Three elements to describe a game:
- Players: I
- Strategies: S (options each player can choose)
- Payoffs: P (how much utility each player receives for any specific outcome)
Mathematically, a game can be described by a 3-tuple G = {I, S, P}

4.2.6.2 Strategies

Strategy: Decision-maker’s choice(s) in any given situation
Strategy Space: set of all possible actions
- Finite / Infinite
- Pure / Mixed
  - Pure strategy: deterministic actions
  - Mixed strategy: randomized actions (with probability)
  E.g. in Rock-Paper-Scissors game
  - three pure strategies
  - numerous mixed strategies
    - a possible one: a player plays rock, paper and scissors each with 1/3 probability

4.2.6.3 Payoffs

Payoffs: Decision-maker’s utility in any given situation
Payoff Space: set of all possible outcomes
- Described by a Tree or Matrix
E.g. in Rock-Paper-Scissors game

4.2.6.4 Game Theory

Game theory: the study of how people behave in strategic situations.
Two classical game theory branches:
- Cooperative Game Theory: In a cooperative game, the players try to form coalitions. Within a coalition, the players make choices collectively to maximize the payoff of the coalition.
- Non-cooperative Game Theory: In a non-cooperative game, the players make their choices independently in order to maximize their own payoffs.

4.2.6.5 Dominant and Dominated Strategy

Dominant Strategy: a strategy that gives higher payoffs no matter what the opponent does.
Dominated Strategy: a strategy is dominated if there exists another strategy that is dominant. (i.e. a strategy that gives lower payoffs no matter what the opponent does.)

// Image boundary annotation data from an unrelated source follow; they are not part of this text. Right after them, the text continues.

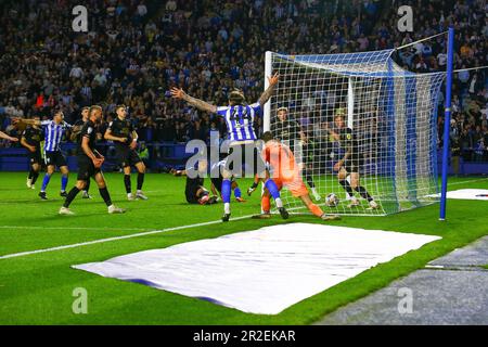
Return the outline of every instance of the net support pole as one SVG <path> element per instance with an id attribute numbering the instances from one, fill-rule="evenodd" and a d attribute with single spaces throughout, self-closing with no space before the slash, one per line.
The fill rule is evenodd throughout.
<path id="1" fill-rule="evenodd" d="M 448 49 L 447 49 L 447 80 L 446 80 L 446 112 L 444 117 L 444 144 L 442 144 L 442 183 L 440 188 L 440 211 L 439 220 L 446 220 L 446 195 L 448 181 L 448 160 L 449 160 L 449 130 L 451 127 L 451 88 L 452 88 L 452 65 L 454 51 L 454 28 L 449 27 L 448 30 Z"/>
<path id="2" fill-rule="evenodd" d="M 265 55 L 265 90 L 269 87 L 268 77 L 272 74 L 272 52 L 266 51 Z M 272 97 L 271 97 L 272 98 Z M 262 131 L 270 131 L 271 129 L 271 100 L 265 104 L 264 116 L 262 116 Z"/>
<path id="3" fill-rule="evenodd" d="M 349 77 L 347 85 L 347 127 L 352 129 L 355 111 L 355 90 L 352 88 L 352 77 Z"/>

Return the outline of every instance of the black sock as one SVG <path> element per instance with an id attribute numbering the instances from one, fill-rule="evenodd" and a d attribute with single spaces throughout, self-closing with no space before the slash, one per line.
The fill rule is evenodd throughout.
<path id="1" fill-rule="evenodd" d="M 78 195 L 79 189 L 75 187 L 72 188 L 68 195 L 66 196 L 66 200 L 64 201 L 63 206 L 68 208 L 72 202 L 75 200 L 76 195 Z"/>
<path id="2" fill-rule="evenodd" d="M 347 180 L 339 180 L 339 183 L 350 197 L 355 196 L 355 192 L 352 192 L 352 187 L 350 187 Z"/>
<path id="3" fill-rule="evenodd" d="M 130 175 L 124 175 L 124 184 L 126 184 L 126 192 L 130 194 L 132 189 L 130 188 Z"/>
<path id="4" fill-rule="evenodd" d="M 310 174 L 308 168 L 305 168 L 305 179 L 307 180 L 307 184 L 310 188 L 316 188 L 316 183 L 313 182 L 313 177 Z"/>
<path id="5" fill-rule="evenodd" d="M 138 174 L 138 191 L 142 189 L 142 184 L 144 183 L 144 172 Z"/>
<path id="6" fill-rule="evenodd" d="M 103 201 L 105 202 L 106 206 L 112 205 L 111 194 L 108 194 L 108 191 L 105 188 L 99 188 L 100 196 L 102 196 Z"/>
<path id="7" fill-rule="evenodd" d="M 365 200 L 368 200 L 368 202 L 371 202 L 373 198 L 371 197 L 370 193 L 368 193 L 368 191 L 365 190 L 364 187 L 362 185 L 358 185 L 356 187 L 356 191 Z"/>
<path id="8" fill-rule="evenodd" d="M 38 171 L 34 171 L 33 172 L 33 181 L 30 183 L 31 184 L 36 183 L 38 177 L 39 177 L 39 172 Z"/>

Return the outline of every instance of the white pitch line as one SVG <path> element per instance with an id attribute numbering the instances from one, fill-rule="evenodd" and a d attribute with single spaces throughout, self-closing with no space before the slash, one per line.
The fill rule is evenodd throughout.
<path id="1" fill-rule="evenodd" d="M 245 219 L 245 218 L 249 218 L 252 216 L 254 216 L 254 215 L 236 217 L 236 218 L 232 218 L 232 220 Z M 28 250 L 28 252 L 8 254 L 8 255 L 4 255 L 4 256 L 0 256 L 0 260 L 1 259 L 23 257 L 23 256 L 28 256 L 28 255 L 33 255 L 33 254 L 39 254 L 39 253 L 48 253 L 48 252 L 54 252 L 54 250 L 61 250 L 61 249 L 76 248 L 76 247 L 94 245 L 94 244 L 98 244 L 98 243 L 106 243 L 106 242 L 118 241 L 118 240 L 124 240 L 124 239 L 132 239 L 132 237 L 140 237 L 140 236 L 159 234 L 159 233 L 164 233 L 164 232 L 168 232 L 168 231 L 175 231 L 175 230 L 181 230 L 181 229 L 190 229 L 190 228 L 196 228 L 196 227 L 211 226 L 211 224 L 217 224 L 217 223 L 222 223 L 222 221 L 221 220 L 213 220 L 213 221 L 206 221 L 206 222 L 203 222 L 203 223 L 195 223 L 195 224 L 190 224 L 190 226 L 180 226 L 180 227 L 174 227 L 174 228 L 166 228 L 166 229 L 162 229 L 162 230 L 153 230 L 153 231 L 141 232 L 141 233 L 130 234 L 130 235 L 100 239 L 100 240 L 80 242 L 80 243 L 75 243 L 75 244 L 70 244 L 70 245 L 56 246 L 56 247 L 44 248 L 44 249 L 36 249 L 36 250 Z"/>
<path id="2" fill-rule="evenodd" d="M 448 183 L 448 185 L 463 184 L 463 183 L 485 181 L 485 180 L 488 180 L 488 178 L 483 178 L 483 179 L 477 179 L 477 180 L 468 180 L 468 181 L 462 181 L 462 182 L 454 182 L 454 183 Z M 245 218 L 249 218 L 252 216 L 254 216 L 254 215 L 242 216 L 242 217 L 233 218 L 232 220 L 245 219 Z M 28 256 L 28 255 L 31 255 L 31 254 L 39 254 L 39 253 L 48 253 L 48 252 L 54 252 L 54 250 L 61 250 L 61 249 L 76 248 L 76 247 L 88 246 L 88 245 L 93 245 L 93 244 L 98 244 L 98 243 L 106 243 L 106 242 L 118 241 L 118 240 L 124 240 L 124 239 L 140 237 L 140 236 L 158 234 L 158 233 L 164 233 L 164 232 L 174 231 L 174 230 L 191 229 L 191 228 L 196 228 L 196 227 L 211 226 L 211 224 L 217 224 L 217 223 L 220 223 L 220 222 L 222 222 L 222 221 L 221 220 L 214 220 L 214 221 L 207 221 L 207 222 L 203 222 L 203 223 L 196 223 L 196 224 L 190 224 L 190 226 L 181 226 L 181 227 L 174 227 L 174 228 L 167 228 L 167 229 L 162 229 L 162 230 L 153 230 L 153 231 L 141 232 L 141 233 L 124 235 L 124 236 L 114 236 L 114 237 L 107 237 L 107 239 L 100 239 L 100 240 L 94 240 L 94 241 L 75 243 L 75 244 L 70 244 L 70 245 L 64 245 L 64 246 L 57 246 L 57 247 L 51 247 L 51 248 L 44 248 L 44 249 L 37 249 L 37 250 L 28 250 L 28 252 L 8 254 L 8 255 L 4 255 L 4 256 L 0 256 L 0 260 L 1 259 L 9 259 L 9 258 Z M 22 228 L 22 227 L 18 227 L 18 228 Z M 52 229 L 52 228 L 50 228 L 50 229 Z"/>
<path id="3" fill-rule="evenodd" d="M 121 230 L 147 230 L 147 228 L 97 228 L 97 227 L 35 227 L 35 226 L 28 226 L 28 227 L 21 227 L 21 226 L 0 226 L 0 229 L 49 229 L 49 230 L 97 230 L 97 231 L 104 231 L 104 230 L 115 230 L 115 231 L 121 231 Z"/>

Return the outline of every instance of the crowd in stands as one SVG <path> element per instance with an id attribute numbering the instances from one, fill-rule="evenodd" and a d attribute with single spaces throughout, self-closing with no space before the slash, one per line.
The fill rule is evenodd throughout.
<path id="1" fill-rule="evenodd" d="M 227 104 L 227 93 L 240 88 L 255 101 L 264 90 L 267 50 L 381 50 L 449 24 L 455 27 L 454 68 L 487 65 L 484 0 L 88 0 L 89 31 L 75 33 L 72 9 L 78 2 L 2 1 L 0 130 L 18 136 L 11 117 L 47 119 L 54 108 L 74 123 L 90 104 L 103 105 L 110 120 L 124 103 L 146 143 L 208 140 L 210 131 L 224 137 L 222 119 L 171 100 L 170 87 L 215 104 Z M 413 33 L 397 29 L 397 9 L 404 4 L 413 8 Z M 412 72 L 442 70 L 446 39 L 399 50 L 395 59 Z M 455 74 L 451 137 L 466 159 L 479 159 L 477 153 L 488 159 L 487 94 L 487 69 Z M 444 94 L 439 111 L 442 103 Z M 259 118 L 255 126 L 260 132 Z"/>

E.g. in Prisoners' Dilemma:

Whatever Prisoner A chooses, best choice for Prisoner B is always ‘Confess’ because -1 < 0 and -10 < -5. Confess’ is dominant strategy for B. So, in the prisoner’s dilemma. ‘Confess’ is dominant strategy for both players and ‘Keep silence’ is dominated strategy for both players.

But, in most games there are no dominant strategies for all players. We cannot use this method to predict the outcome of the game. Nash equilibrium analysis is a general tool for all games.

4.2.6.6 Nash Equilibrium

Nash Equilibrium: a solution concept of a non-cooperative game involving two or more players in which each player is assumed to know the equilibrium strategies of the other players, and no player has anything to gain by changing only his own strategy. (i.e. each player is choosing the best strategy, given the strategies chosen by the other players.)

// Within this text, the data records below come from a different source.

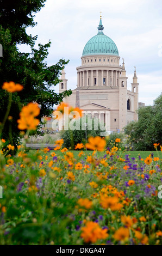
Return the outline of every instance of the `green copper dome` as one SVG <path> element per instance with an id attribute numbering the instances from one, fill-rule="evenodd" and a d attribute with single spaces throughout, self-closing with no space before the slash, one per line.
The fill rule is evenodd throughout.
<path id="1" fill-rule="evenodd" d="M 94 54 L 115 55 L 119 56 L 119 51 L 114 41 L 103 34 L 103 27 L 100 19 L 98 34 L 86 44 L 83 56 Z"/>

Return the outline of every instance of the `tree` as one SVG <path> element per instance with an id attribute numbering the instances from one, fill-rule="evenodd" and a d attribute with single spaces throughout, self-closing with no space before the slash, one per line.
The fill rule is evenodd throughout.
<path id="1" fill-rule="evenodd" d="M 94 129 L 95 120 L 96 120 L 96 121 L 97 121 L 96 123 L 98 123 L 99 125 L 98 130 L 96 130 Z M 71 147 L 72 149 L 73 150 L 74 146 L 77 145 L 77 143 L 84 143 L 86 142 L 85 126 L 85 124 L 86 123 L 88 124 L 91 124 L 91 123 L 92 123 L 92 127 L 90 127 L 90 130 L 88 130 L 88 127 L 87 127 L 87 138 L 89 138 L 90 136 L 101 136 L 102 132 L 105 131 L 101 130 L 100 124 L 99 124 L 99 119 L 96 118 L 91 118 L 89 116 L 85 116 L 80 118 L 79 121 L 80 121 L 79 124 L 78 125 L 79 130 L 74 130 L 73 131 L 72 131 L 69 129 L 66 131 L 63 130 L 61 132 L 61 138 L 64 139 L 63 147 L 65 147 L 68 149 Z M 75 125 L 76 122 L 74 123 L 74 126 Z M 83 130 L 83 127 L 84 127 L 84 130 Z"/>
<path id="2" fill-rule="evenodd" d="M 139 120 L 129 124 L 124 132 L 136 150 L 154 150 L 153 144 L 162 144 L 162 94 L 153 106 L 139 109 Z"/>
<path id="3" fill-rule="evenodd" d="M 16 0 L 10 3 L 0 0 L 0 44 L 3 46 L 3 57 L 0 58 L 0 122 L 2 121 L 8 101 L 8 93 L 1 89 L 4 82 L 13 81 L 23 86 L 23 89 L 14 93 L 9 115 L 13 117 L 11 128 L 14 143 L 16 144 L 20 131 L 17 120 L 23 105 L 36 101 L 41 107 L 40 120 L 44 115 L 49 116 L 54 104 L 58 105 L 71 90 L 57 94 L 51 89 L 60 80 L 59 76 L 68 61 L 61 59 L 55 65 L 47 66 L 45 60 L 48 54 L 50 41 L 45 45 L 33 46 L 37 36 L 26 33 L 28 26 L 34 26 L 33 13 L 40 10 L 46 0 Z M 31 47 L 31 53 L 21 53 L 18 44 L 26 44 Z M 5 124 L 1 137 L 9 139 L 9 120 Z M 10 141 L 10 143 L 11 142 Z"/>

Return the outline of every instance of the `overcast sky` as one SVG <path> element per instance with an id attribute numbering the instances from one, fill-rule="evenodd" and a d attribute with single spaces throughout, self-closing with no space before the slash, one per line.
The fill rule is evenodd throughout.
<path id="1" fill-rule="evenodd" d="M 47 0 L 36 14 L 37 26 L 27 33 L 38 35 L 37 44 L 51 40 L 48 65 L 62 58 L 70 59 L 65 70 L 68 89 L 73 89 L 84 47 L 97 33 L 100 11 L 104 34 L 116 44 L 121 64 L 122 58 L 125 59 L 128 89 L 135 65 L 139 102 L 152 105 L 162 89 L 161 0 Z M 20 49 L 29 51 L 24 46 Z M 54 89 L 58 93 L 59 86 Z"/>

If each player has a dominant strategy, the state that each player adopts their dominant strategies is Nash equilibrium. (e.g. ‘Confess, Confess’ in Prisoners' Dilemma)
Nash’s Theorem: A non-cooperative game involving two or more players has at least one Nash equilibrium, possibly involving mixed strategy. (J. F. Nash, 1950)
Computing Nash equilibrium:
- Pure strategy Nash equilibrium (easy to compute for finite strategy space)
- Mixed strategy Nash equilibrium (hard to compute when the strategy space is not small)
Example of Computing Mixed Strategies Nash Equilibrium:

If B plays Left, A's expected payoff is 2p_U + 5(1- p_U)

If B plays Right, A's expected payoff is 4p_U + 2(1- p_U)

If 2p_U + 5(1- p_U) > 4p_U + 2(1- p_U), then B would play only Left. But there are no Nash equilibria in which B plays only Left.

If 2p_U + 5(1- p_U) < 4p_U + 2(1- p_U), then B would play only Right. But there are no Nash equilibria in which B plays only Right.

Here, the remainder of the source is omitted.